Nel corso di oltre 50 controlli sono stati accertati incassi non dichiarati per più di 800 mila euro, ai quali corrisponde un mancato introito per lo Stato superiore a 200 mila euro.
In alcuni casi, dopo la convocazione per l’avvio dei controlli e prima della scadenza dei termini per regolarizzare la propria posizione, alcuni contribuenti hanno presentato dichiarazioni e rettifiche facendo emergere ulteriori redditi non dichiarati per circa 110 mila euro. L’operazione ha consentito di recuperare un’imposta pari complessivamente a circa 26 mila euro che, secondo quanto accertato, altrimenti non sarebbe stata versata.
Le verifiche hanno portato all’individuazione di 20 soggetti che, pur dichiarando i redditi derivanti dalle proprie attività lavorative o professionali, non avevano indicato gli incassi ottenuti dalla locazione degli immobili. Altri 23 soggetti, invece, sono risultati completamente sconosciuti al fisco, non avendo presentato alcuna dichiarazione dei redditi.
In alcuni casi, le attività di controllo hanno permesso di accertare guadagni derivanti dalle strutture ricettive compresi tra 40 e 50 mila euro all’anno.
Tra gli episodi segnalati dalla Guardia di Finanza, anche quello di una proprietaria di una casa vacanze ampiamente pubblicizzata sulle piattaforme online che, dopo essere stata convocata per l’apertura di un controllo e aver consegnato la documentazione richiesta, avrebbe smesso di rispondere alle successive chiamate dei finanzieri.

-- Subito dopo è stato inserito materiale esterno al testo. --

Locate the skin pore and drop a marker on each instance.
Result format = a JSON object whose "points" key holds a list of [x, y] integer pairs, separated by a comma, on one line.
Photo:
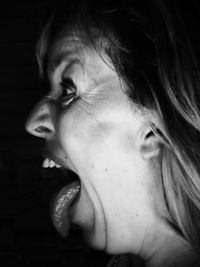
{"points": [[101, 136]]}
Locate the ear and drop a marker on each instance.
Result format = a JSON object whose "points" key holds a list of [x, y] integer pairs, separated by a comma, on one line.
{"points": [[150, 145]]}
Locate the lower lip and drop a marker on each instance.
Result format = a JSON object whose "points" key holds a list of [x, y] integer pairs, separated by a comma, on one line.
{"points": [[62, 206]]}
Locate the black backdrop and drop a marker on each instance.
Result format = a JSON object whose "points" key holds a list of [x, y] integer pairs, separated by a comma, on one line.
{"points": [[27, 237]]}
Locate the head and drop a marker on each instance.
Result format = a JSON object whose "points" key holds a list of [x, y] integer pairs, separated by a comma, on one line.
{"points": [[121, 113]]}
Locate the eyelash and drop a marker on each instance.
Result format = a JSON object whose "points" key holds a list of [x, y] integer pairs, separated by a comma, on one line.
{"points": [[68, 91]]}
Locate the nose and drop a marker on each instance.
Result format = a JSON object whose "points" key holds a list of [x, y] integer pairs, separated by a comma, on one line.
{"points": [[40, 121]]}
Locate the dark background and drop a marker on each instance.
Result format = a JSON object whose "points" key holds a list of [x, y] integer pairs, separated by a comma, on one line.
{"points": [[27, 237]]}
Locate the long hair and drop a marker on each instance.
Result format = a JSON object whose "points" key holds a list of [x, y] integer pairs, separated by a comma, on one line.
{"points": [[152, 49]]}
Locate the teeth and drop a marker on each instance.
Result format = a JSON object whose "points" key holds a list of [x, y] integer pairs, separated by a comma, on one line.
{"points": [[48, 163]]}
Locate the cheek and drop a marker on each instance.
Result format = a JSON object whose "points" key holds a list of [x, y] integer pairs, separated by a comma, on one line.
{"points": [[80, 133]]}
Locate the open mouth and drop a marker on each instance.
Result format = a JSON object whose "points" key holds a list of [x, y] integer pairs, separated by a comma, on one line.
{"points": [[64, 201]]}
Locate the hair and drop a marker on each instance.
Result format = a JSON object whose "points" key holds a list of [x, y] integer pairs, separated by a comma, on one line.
{"points": [[151, 47]]}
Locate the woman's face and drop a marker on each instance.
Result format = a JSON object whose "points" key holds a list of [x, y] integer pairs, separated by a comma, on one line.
{"points": [[90, 127]]}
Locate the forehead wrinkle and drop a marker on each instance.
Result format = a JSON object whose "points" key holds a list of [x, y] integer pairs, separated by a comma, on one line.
{"points": [[65, 50]]}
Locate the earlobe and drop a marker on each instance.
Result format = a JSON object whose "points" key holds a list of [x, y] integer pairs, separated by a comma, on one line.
{"points": [[150, 146]]}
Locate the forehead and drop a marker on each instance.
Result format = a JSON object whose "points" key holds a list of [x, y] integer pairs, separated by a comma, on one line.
{"points": [[69, 50]]}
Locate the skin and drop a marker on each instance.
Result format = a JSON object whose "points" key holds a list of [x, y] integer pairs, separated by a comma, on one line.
{"points": [[104, 138]]}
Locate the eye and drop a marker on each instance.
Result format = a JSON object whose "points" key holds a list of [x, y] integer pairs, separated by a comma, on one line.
{"points": [[68, 91]]}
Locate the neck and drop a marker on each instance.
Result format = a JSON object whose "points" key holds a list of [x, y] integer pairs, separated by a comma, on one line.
{"points": [[173, 252]]}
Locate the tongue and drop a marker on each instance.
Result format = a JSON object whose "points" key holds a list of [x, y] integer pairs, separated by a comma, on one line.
{"points": [[61, 207]]}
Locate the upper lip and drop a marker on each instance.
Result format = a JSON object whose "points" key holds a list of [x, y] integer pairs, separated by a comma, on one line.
{"points": [[47, 153]]}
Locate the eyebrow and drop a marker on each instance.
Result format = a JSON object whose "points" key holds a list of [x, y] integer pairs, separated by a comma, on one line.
{"points": [[68, 56]]}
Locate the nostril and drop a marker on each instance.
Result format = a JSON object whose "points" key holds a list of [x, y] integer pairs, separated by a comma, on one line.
{"points": [[43, 129]]}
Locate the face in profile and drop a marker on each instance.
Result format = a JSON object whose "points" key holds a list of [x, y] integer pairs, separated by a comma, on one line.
{"points": [[90, 126]]}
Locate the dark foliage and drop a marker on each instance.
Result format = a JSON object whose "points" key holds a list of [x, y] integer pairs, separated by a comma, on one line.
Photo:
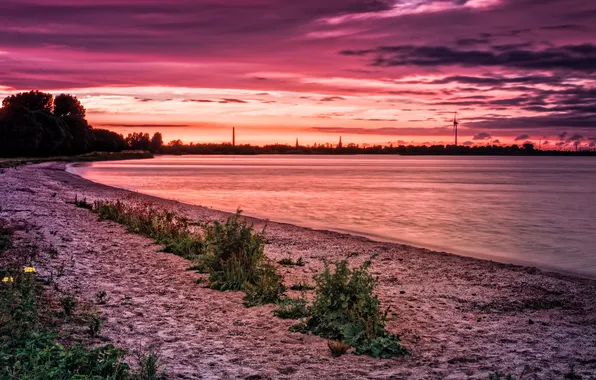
{"points": [[156, 143], [32, 100], [29, 128], [345, 309], [68, 105]]}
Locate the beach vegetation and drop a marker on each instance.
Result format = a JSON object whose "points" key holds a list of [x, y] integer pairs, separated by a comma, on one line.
{"points": [[235, 260], [302, 286], [29, 336], [292, 308], [287, 261], [231, 253], [68, 303], [166, 228], [346, 309], [500, 376], [337, 348]]}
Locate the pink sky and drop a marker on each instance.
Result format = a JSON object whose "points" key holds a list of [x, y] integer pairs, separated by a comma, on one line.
{"points": [[372, 71]]}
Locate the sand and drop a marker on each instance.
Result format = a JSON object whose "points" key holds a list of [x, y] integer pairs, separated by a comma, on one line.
{"points": [[461, 318]]}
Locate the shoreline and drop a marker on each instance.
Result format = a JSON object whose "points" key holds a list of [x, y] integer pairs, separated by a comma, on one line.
{"points": [[461, 317], [263, 219]]}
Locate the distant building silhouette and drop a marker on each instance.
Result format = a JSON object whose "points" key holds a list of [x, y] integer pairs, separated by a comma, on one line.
{"points": [[455, 123]]}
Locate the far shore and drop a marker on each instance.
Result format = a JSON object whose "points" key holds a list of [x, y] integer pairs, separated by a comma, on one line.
{"points": [[461, 317]]}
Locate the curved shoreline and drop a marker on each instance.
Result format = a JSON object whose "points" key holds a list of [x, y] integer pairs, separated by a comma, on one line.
{"points": [[353, 233], [460, 317]]}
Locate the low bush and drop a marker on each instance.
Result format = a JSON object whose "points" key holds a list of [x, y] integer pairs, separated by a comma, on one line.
{"points": [[169, 230], [292, 308], [345, 309], [231, 253], [235, 260], [337, 348], [28, 349], [287, 261], [302, 286]]}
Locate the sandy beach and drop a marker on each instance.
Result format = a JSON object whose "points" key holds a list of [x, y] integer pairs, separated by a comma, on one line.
{"points": [[461, 318]]}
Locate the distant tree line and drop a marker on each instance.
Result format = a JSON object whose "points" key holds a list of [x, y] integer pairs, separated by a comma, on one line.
{"points": [[177, 147], [35, 124]]}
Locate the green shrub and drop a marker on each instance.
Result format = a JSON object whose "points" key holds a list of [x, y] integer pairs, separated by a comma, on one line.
{"points": [[287, 261], [292, 308], [500, 376], [268, 288], [235, 260], [5, 237], [345, 309], [169, 230], [337, 348], [68, 303], [82, 203], [302, 286], [149, 367], [38, 356]]}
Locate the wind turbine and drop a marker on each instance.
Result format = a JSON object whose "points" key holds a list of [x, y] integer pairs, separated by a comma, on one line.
{"points": [[455, 123]]}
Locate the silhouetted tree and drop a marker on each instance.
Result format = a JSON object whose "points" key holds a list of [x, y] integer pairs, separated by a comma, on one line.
{"points": [[20, 133], [108, 141], [68, 105], [32, 100], [138, 141], [82, 136], [156, 142], [55, 138]]}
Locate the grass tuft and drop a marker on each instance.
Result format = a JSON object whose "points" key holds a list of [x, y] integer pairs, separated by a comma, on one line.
{"points": [[287, 261], [292, 308], [345, 309], [337, 348]]}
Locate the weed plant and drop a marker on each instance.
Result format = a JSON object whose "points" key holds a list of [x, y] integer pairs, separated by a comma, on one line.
{"points": [[345, 309], [292, 308]]}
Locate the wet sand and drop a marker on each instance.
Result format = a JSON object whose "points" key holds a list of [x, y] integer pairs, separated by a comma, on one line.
{"points": [[460, 317]]}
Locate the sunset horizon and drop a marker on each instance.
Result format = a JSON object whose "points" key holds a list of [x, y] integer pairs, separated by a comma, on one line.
{"points": [[375, 72]]}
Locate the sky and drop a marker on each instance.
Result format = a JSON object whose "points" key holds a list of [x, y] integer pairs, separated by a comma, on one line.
{"points": [[371, 71]]}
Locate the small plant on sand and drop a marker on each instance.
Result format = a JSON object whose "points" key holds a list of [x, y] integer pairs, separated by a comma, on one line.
{"points": [[302, 286], [68, 303], [345, 309], [169, 230], [292, 308], [287, 261], [101, 297], [5, 236], [337, 348], [149, 366], [235, 260], [82, 203], [94, 324], [500, 376]]}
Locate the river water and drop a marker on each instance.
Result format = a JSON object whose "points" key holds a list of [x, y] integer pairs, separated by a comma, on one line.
{"points": [[532, 210]]}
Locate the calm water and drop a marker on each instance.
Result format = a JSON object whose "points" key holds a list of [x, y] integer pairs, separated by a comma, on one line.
{"points": [[535, 210]]}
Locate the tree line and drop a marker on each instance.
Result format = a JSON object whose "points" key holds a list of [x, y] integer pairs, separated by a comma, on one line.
{"points": [[37, 124]]}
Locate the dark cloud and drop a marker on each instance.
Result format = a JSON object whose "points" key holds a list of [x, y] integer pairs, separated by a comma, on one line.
{"points": [[482, 136], [232, 101], [331, 98], [144, 125], [569, 57]]}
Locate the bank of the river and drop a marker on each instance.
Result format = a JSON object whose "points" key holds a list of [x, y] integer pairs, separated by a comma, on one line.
{"points": [[461, 317]]}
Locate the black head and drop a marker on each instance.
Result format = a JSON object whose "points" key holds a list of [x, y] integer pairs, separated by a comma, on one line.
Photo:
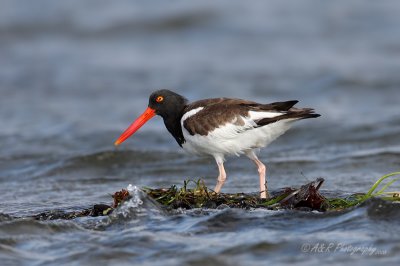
{"points": [[167, 103]]}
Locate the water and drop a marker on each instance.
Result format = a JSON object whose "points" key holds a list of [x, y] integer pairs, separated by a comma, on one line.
{"points": [[74, 74]]}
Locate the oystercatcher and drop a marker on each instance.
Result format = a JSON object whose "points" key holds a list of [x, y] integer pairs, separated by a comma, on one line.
{"points": [[221, 126]]}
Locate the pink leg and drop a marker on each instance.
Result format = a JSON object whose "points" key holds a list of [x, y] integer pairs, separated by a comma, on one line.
{"points": [[222, 174], [261, 171]]}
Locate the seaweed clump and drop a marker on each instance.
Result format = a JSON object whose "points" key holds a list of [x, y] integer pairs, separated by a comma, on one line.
{"points": [[195, 194], [307, 197]]}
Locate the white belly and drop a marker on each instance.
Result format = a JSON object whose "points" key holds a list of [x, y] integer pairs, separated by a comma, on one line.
{"points": [[232, 139]]}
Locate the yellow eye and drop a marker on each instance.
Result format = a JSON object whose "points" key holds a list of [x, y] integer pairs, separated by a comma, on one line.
{"points": [[159, 99]]}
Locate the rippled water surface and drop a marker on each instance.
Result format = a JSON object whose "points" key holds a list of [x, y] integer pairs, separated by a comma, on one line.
{"points": [[74, 74]]}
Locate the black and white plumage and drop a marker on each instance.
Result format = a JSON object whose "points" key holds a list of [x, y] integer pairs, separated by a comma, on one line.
{"points": [[222, 126]]}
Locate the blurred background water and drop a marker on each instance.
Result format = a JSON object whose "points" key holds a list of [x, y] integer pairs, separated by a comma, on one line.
{"points": [[74, 74]]}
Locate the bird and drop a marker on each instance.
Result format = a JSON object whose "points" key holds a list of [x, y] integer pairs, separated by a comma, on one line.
{"points": [[220, 127]]}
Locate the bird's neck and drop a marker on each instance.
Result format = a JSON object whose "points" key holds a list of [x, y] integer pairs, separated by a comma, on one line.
{"points": [[173, 123]]}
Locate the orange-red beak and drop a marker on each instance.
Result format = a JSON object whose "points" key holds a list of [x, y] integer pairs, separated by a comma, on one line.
{"points": [[138, 123]]}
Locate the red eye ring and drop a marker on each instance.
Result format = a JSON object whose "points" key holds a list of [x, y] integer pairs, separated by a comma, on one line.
{"points": [[159, 99]]}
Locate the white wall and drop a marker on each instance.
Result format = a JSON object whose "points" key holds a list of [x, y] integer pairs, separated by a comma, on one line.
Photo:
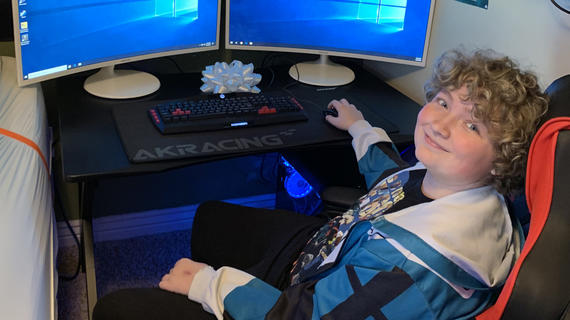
{"points": [[533, 32]]}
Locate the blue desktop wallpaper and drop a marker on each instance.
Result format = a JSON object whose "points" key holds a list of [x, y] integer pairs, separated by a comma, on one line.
{"points": [[393, 28], [90, 31]]}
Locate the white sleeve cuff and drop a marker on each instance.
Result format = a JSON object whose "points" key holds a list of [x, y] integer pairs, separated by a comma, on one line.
{"points": [[364, 135], [201, 283]]}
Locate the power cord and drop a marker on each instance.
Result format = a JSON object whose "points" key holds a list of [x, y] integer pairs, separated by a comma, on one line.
{"points": [[59, 204]]}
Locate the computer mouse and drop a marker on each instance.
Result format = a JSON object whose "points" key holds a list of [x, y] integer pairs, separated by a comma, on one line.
{"points": [[331, 112]]}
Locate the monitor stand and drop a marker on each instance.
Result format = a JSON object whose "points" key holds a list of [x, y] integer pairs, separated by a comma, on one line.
{"points": [[322, 72], [121, 84]]}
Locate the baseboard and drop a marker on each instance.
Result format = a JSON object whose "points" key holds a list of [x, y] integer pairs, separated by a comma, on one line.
{"points": [[130, 225]]}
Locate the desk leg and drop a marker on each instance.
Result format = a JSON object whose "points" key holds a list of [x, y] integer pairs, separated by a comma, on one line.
{"points": [[86, 193]]}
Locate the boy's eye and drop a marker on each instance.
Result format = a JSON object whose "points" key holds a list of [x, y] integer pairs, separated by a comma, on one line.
{"points": [[471, 126]]}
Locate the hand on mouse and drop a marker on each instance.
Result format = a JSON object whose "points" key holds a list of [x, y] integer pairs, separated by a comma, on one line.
{"points": [[347, 114]]}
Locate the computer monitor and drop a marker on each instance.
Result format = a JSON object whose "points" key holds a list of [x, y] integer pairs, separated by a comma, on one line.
{"points": [[385, 30], [56, 38]]}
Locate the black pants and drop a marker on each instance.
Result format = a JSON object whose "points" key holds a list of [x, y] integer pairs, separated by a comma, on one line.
{"points": [[261, 242]]}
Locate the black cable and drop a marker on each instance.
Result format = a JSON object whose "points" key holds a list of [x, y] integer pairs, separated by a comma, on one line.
{"points": [[75, 237], [560, 7]]}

Il controllo è stato comunque portato a termine, con l’accertamento di significativi guadagni non dichiarati e la notifica del verbale. La donna è stata inoltre segnalata all’Agenzia delle Entrate e all’Inps. Secondo quanto ricostruito, nello stesso periodo in cui avrebbe percepito redditi non dichiarati dalla struttura ricettiva, risultava beneficiaria del reddito di cittadinanza.
Le verifiche hanno riguardato anche il pagamento del canone speciale di abbonamento radiotelevisivo, dovuto in presenza di apparecchi televisivi nelle strutture ricettive. Dalle ispezioni è emerso che la quasi totalità dei soggetti controllati non avrebbe mai provveduto al pagamento del canone previsto.
L’attività si inserisce nel quadro della collaborazione istituzionale tra la Guardia di Finanza e il Comune di Siracusa, disciplinata anche da uno specifico protocollo d’intesa formalizzato il 24 agosto 2026. L’accordo prevede lo scambio di dati e informazioni, nell’ambito delle rispettive competenze, per rafforzare il contrasto alle condotte che arrecano danno agli interessi economici e finanziari pubblici, tra cui l’evasione della tassa di soggiorno.
L’operazione, sottolinea la Guardia di Finanza, conferma l’impegno quotidiano del Corpo nel contrasto all’evasione e nella tutela della legalità economico-finanziaria.